EUR: Euro doing well despite lack of progress by EU leaders
No meaningful progress was achieved in the EU leaders meeting yesterday, with Germany and other fiscally-hawkish states refusing the concept of joint debt issuance and the Coronabond. Still, EUR/USD continues to head higher as the easing USD funding squeeze is pushing the dollar lower. Compared to USD, EUR benefits from a less loose monetary policy set up and better external position. In Central and Eastern Europe, the Czech National Bank refrained from embarking on quantitative easing yesterday and continued to focus on rate cuts. The CNB’s high bar for QE but low bar for FX interventions is positive for the koruna and suggests CZK outperformance vs Poland's zloty and Hungary's forint.

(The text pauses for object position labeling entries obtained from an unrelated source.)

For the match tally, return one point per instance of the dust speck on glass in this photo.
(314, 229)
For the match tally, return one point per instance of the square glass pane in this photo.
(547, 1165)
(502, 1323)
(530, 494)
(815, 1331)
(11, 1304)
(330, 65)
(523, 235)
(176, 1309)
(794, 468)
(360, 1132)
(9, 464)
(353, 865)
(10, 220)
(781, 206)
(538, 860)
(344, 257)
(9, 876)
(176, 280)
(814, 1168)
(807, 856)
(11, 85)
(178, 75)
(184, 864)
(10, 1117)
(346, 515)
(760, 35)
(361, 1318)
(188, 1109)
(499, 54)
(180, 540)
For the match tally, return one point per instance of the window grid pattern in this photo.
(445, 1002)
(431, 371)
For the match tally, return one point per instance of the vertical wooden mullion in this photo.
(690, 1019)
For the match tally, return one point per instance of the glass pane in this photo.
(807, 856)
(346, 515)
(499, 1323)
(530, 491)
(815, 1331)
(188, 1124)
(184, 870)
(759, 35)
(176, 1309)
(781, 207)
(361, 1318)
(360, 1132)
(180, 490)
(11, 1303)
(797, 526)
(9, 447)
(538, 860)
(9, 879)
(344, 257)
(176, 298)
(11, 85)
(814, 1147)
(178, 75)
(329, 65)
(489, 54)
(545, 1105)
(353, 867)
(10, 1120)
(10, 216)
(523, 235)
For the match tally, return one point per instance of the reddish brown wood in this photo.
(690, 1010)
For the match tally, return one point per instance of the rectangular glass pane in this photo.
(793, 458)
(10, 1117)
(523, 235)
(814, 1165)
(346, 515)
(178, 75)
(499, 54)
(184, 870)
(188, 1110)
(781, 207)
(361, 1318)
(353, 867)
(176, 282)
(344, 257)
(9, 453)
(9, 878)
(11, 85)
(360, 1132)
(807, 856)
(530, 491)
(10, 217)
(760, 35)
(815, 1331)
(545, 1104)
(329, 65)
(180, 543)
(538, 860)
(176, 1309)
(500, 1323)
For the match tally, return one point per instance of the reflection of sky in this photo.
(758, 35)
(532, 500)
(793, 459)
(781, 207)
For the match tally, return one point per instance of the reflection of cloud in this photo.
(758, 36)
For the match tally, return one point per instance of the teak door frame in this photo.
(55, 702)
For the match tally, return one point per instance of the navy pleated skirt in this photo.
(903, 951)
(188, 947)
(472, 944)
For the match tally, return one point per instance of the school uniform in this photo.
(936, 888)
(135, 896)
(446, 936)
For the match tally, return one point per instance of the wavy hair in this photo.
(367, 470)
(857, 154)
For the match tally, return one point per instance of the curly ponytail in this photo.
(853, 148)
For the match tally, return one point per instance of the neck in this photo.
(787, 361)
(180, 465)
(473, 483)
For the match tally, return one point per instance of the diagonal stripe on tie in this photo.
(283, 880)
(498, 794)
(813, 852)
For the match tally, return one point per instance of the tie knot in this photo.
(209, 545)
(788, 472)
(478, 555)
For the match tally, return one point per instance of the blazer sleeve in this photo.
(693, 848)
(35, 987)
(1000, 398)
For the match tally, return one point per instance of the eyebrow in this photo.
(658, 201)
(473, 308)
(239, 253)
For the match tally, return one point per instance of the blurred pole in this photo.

GBP: Getting some breathing room
Like most other G10 currencies, sterling has recorded meaningful gains vs the USD. However, sterling is also up vs the euro, with EUR/GBP back close to the 0.9000 level. Hence, the GBP gains not only reflect the broad-based USD weakness but also some idiosyncratic upside stemming from improvement in USD funding. With GBP having the worst current account position in the G10 FX space, the currency’s external funding needs made it vulnerable during the dollar funding squeeze sell off. Now, with funding issues easing (as evident in GBP, but also in EUR and JPY), this is providing some breathing space for sterling.
JPY: 3 reasons for a return to USD/JPY 105
As Chris Turner points out in USD/JPY: 3 reasons for a return to 105, we forecast USD/JPY at 105 in three months as (1) Japan’s Government Pension Investment Fund probably won't pour money into overseas bonds when USD/JPY is above 110 (2) the rally to 112 was largely down to USD funding strains, which should reverse in April, and (3) Japan’s large current account surplus will see JPY favoured in a recession. As the recent USD funding squeeze eases, USD/JPY is already back below 110.00.